Sin duda estamos en tiempos de espejismos. El fin de semana de este Carnaval sin comparsas, sin chirigotas, sin desfile, sin Pero-palo, sin nada que llevarse a estos ojos ávidos de devorar colorido, ha sido un ensueño envuelto en brumas. Se levanta el confinamiento perimetral y el sol del invierno anima a los ciudadanos a salir a las calles. Eso sí, con mascarilla, distancia social y litros de gel hidroalcohólico entre las manos.

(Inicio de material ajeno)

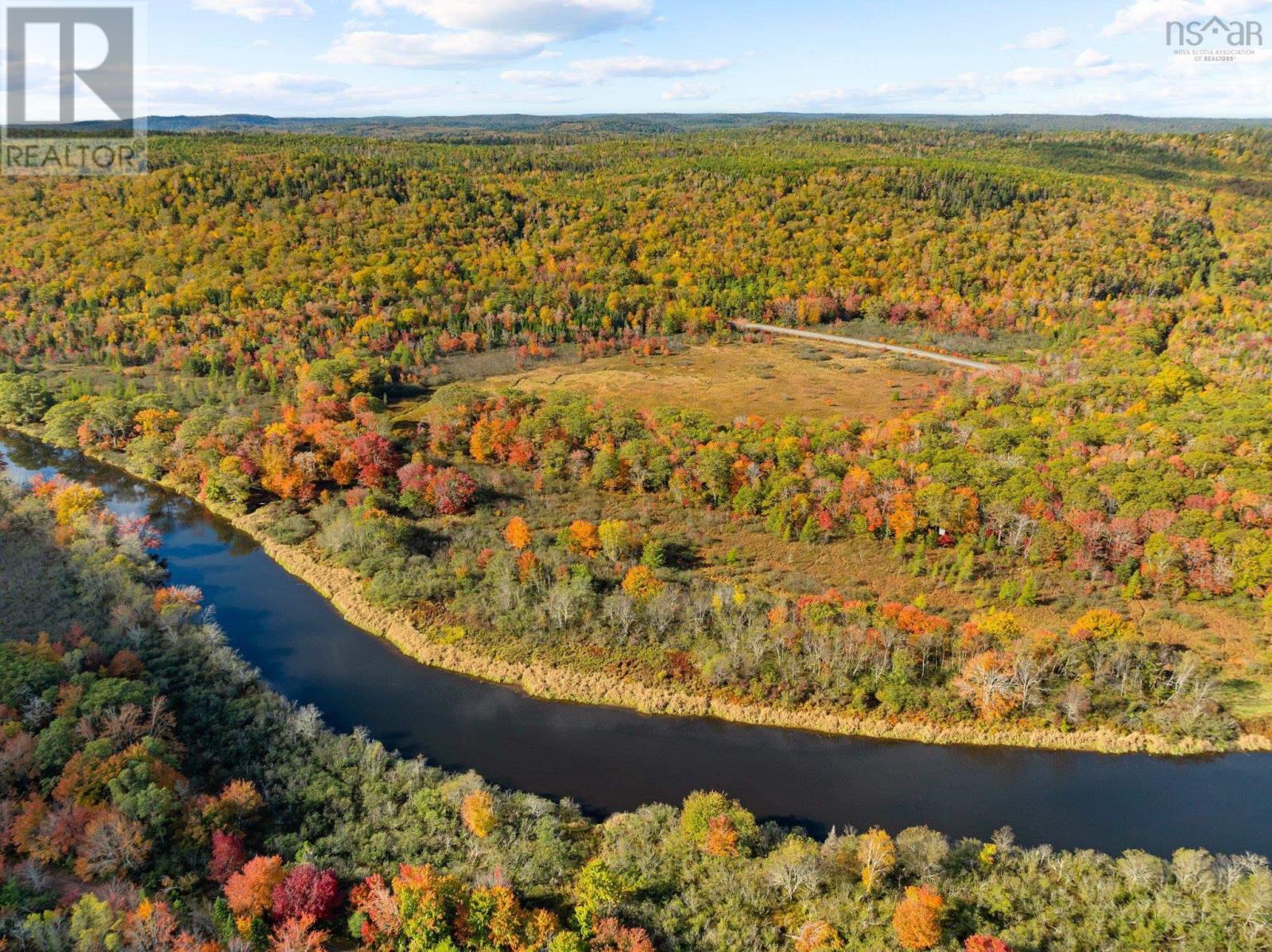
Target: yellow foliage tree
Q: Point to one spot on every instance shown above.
(877, 856)
(477, 811)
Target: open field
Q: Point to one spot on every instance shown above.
(735, 381)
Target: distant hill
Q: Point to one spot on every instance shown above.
(653, 123)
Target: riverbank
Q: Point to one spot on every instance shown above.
(345, 591)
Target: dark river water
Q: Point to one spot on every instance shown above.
(610, 759)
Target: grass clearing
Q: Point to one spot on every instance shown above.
(735, 381)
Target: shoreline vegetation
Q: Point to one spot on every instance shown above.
(343, 590)
(163, 797)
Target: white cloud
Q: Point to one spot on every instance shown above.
(686, 91)
(479, 32)
(566, 19)
(589, 72)
(966, 87)
(1153, 13)
(432, 51)
(1047, 38)
(258, 10)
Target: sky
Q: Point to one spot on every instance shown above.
(434, 57)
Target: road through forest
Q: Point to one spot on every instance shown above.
(871, 345)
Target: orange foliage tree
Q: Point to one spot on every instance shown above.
(917, 919)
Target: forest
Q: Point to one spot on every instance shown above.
(302, 328)
(353, 339)
(157, 796)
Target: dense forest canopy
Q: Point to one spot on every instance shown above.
(256, 253)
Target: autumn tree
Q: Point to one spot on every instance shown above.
(985, 943)
(477, 811)
(305, 892)
(518, 534)
(987, 680)
(877, 856)
(250, 892)
(917, 918)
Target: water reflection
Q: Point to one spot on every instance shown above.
(612, 759)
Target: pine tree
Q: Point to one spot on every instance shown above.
(1028, 593)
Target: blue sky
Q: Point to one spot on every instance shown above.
(360, 57)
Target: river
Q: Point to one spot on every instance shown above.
(611, 759)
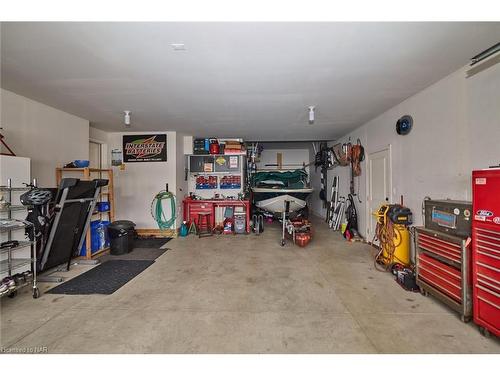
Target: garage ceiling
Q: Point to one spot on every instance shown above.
(251, 80)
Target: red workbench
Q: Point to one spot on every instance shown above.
(193, 207)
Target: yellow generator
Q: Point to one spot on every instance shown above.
(393, 235)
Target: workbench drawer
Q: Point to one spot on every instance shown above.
(200, 207)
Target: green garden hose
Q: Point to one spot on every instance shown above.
(157, 209)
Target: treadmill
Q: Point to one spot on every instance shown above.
(72, 210)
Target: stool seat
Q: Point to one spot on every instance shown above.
(205, 224)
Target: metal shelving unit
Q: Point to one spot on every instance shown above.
(11, 263)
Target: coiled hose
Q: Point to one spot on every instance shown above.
(389, 237)
(157, 210)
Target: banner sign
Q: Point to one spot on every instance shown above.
(144, 148)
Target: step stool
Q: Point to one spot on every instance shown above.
(207, 232)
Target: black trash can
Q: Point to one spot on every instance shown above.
(121, 236)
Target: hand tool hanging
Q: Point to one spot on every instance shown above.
(357, 155)
(324, 171)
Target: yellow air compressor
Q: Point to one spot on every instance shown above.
(393, 235)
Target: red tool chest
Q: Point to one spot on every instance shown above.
(444, 269)
(486, 249)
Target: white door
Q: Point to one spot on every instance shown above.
(379, 185)
(95, 156)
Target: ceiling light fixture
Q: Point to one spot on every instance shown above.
(178, 46)
(311, 114)
(126, 118)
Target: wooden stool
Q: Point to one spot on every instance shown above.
(208, 224)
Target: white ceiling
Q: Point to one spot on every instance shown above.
(250, 80)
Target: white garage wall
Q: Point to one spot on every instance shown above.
(289, 156)
(136, 186)
(456, 129)
(51, 138)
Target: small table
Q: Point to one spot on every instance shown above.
(192, 207)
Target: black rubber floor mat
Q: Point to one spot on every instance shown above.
(106, 278)
(136, 254)
(150, 242)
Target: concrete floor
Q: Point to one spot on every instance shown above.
(246, 294)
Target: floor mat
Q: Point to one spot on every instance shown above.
(106, 278)
(136, 254)
(150, 242)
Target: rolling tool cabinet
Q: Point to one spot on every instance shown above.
(443, 269)
(443, 254)
(486, 250)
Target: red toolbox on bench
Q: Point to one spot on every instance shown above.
(486, 249)
(444, 269)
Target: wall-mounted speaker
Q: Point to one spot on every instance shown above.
(404, 125)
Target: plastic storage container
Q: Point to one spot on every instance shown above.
(103, 206)
(121, 236)
(98, 237)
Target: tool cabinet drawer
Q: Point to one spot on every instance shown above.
(446, 249)
(486, 257)
(490, 298)
(441, 276)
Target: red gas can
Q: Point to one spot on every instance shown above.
(214, 147)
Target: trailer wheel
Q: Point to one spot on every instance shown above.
(464, 318)
(484, 331)
(13, 294)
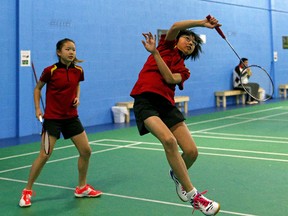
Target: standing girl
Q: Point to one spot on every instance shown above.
(155, 109)
(61, 116)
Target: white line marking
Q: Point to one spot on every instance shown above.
(124, 196)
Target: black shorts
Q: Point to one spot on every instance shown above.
(68, 127)
(150, 104)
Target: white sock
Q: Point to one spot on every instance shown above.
(191, 194)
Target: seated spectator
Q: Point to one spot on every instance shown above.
(244, 75)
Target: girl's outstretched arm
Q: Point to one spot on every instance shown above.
(186, 24)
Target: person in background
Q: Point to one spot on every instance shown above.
(155, 109)
(61, 116)
(244, 75)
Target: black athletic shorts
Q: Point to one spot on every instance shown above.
(68, 127)
(150, 104)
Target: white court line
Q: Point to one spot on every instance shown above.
(124, 196)
(233, 124)
(239, 139)
(68, 158)
(233, 116)
(246, 135)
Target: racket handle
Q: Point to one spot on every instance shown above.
(217, 28)
(40, 119)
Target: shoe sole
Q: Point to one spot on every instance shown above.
(89, 196)
(172, 177)
(217, 210)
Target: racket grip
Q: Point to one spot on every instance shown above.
(217, 28)
(40, 119)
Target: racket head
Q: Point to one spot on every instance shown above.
(257, 74)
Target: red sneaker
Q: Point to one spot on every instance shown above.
(87, 191)
(25, 200)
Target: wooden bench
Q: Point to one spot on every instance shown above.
(180, 101)
(283, 90)
(221, 96)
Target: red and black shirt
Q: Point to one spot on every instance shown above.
(61, 90)
(150, 78)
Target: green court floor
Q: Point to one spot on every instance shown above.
(243, 163)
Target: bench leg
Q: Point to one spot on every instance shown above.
(185, 107)
(224, 101)
(127, 117)
(237, 99)
(218, 101)
(243, 99)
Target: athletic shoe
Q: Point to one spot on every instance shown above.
(87, 191)
(25, 200)
(206, 206)
(182, 194)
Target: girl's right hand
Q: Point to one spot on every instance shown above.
(150, 42)
(212, 22)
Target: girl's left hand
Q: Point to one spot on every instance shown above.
(76, 102)
(150, 43)
(212, 23)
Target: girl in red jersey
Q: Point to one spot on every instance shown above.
(61, 116)
(155, 109)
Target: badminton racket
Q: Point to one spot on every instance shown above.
(255, 74)
(45, 141)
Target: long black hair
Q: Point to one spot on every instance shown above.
(198, 42)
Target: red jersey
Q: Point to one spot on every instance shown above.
(150, 78)
(61, 90)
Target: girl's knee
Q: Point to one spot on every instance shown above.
(86, 153)
(169, 143)
(191, 153)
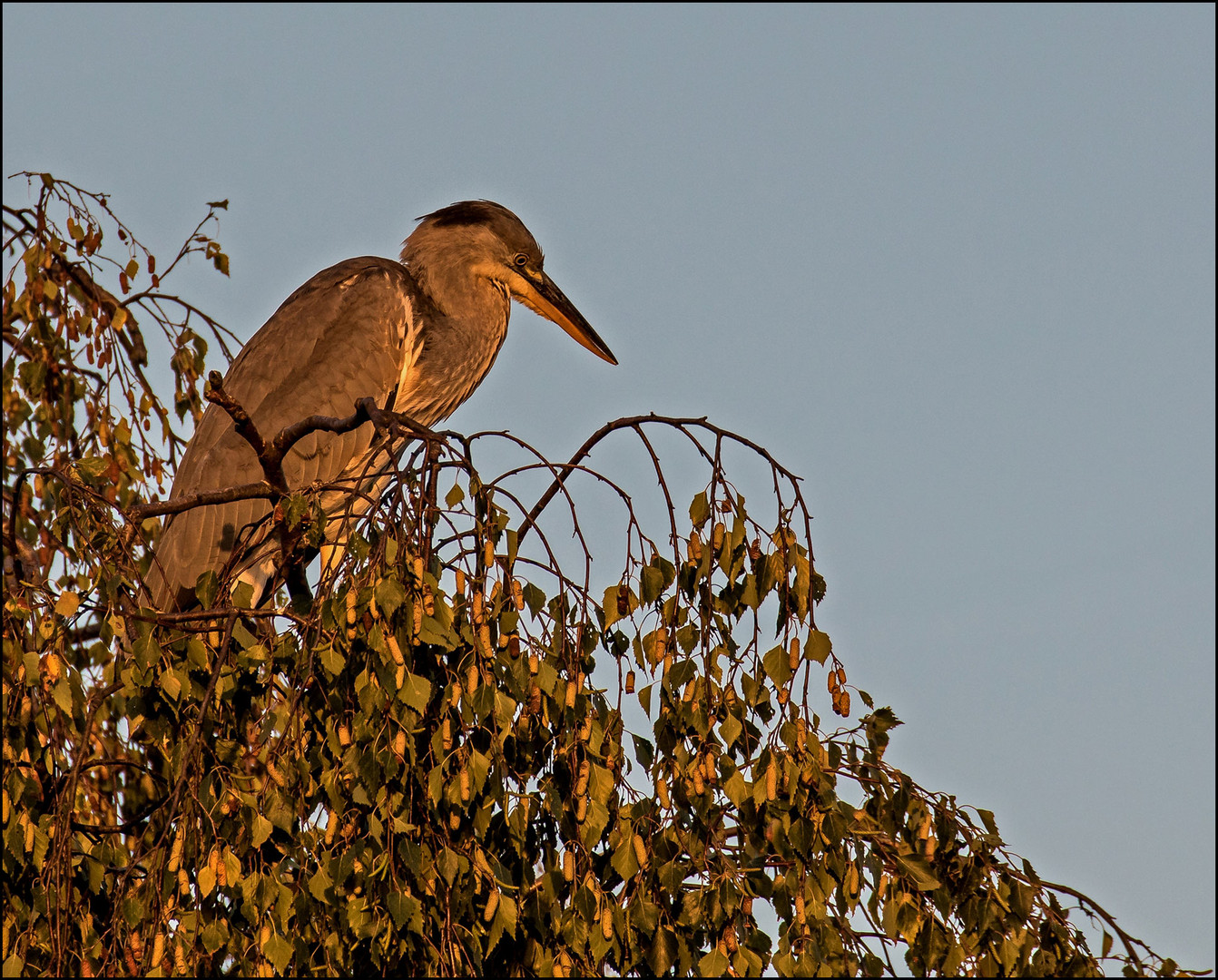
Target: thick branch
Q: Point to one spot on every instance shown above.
(188, 502)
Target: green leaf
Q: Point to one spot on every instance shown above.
(67, 604)
(406, 909)
(624, 859)
(206, 590)
(390, 594)
(416, 691)
(663, 952)
(319, 884)
(213, 936)
(170, 684)
(331, 660)
(262, 829)
(279, 951)
(736, 788)
(730, 730)
(643, 751)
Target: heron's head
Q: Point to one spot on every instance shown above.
(485, 240)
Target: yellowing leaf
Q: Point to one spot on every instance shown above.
(67, 604)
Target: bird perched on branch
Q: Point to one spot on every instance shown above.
(417, 336)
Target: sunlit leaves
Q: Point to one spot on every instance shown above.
(433, 769)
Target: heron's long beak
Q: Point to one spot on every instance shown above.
(545, 299)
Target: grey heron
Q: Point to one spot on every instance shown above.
(417, 335)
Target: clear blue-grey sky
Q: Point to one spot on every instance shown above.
(953, 264)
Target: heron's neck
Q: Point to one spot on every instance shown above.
(458, 341)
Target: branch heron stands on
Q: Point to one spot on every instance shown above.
(417, 335)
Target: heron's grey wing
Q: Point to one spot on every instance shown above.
(341, 336)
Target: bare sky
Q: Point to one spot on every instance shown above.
(953, 264)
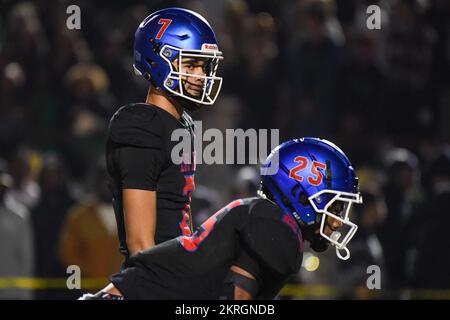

En mi paseo dominical por los soberbios alcázares del Mercadona de Casa Plata he visto a los fanáticos del deporte en bicicleta, en patines, o a pierna desnuda recorrer las anchas avenidas en dirección al ferial. En el campo, bajo ese calorcillo que solo lo proporciona el astro-rey de febrero, pastan las ovejas y un jinete cabalga un percherón como trasunto de una primavera que se intuye y no llega. Frente a los columpios clausurados se arremolinaban los niños, que jugaban ajenos a este torbellino de dolor en el que vivimos insertos.

Y este espejismo tiene también sus ilusiones acústicas. Urracas, mirlos, abubillas, jilgueros y cogutas inician los rituales de un apareamiento que pronto llegará inexorable, como ese verdor que inunda la tierra gracias a regatos improvisados y llena los campos de flores amarillas como las manos de Dios. A veces pienso si habrá otros planetas tan hermosos como éste, con tanta naturaleza, con tanta vida asomándose en cada resquicio. Pero, me temo que todo ha sido producto de una ilusión, un trampantojo elaborado por nuestro cerebro. Durante unos minutos creí volver a la normalidad, o a lo que pensábamos que era normal.

Cuando llego a casa, me quito la mascarilla con un quebranto interior que nos esforzamos en anestesiar. Me lavo las manos y veo cómo la vida se escapa por el sumidero. Refrán: Febrero febrerín, el más corto y el más ruin.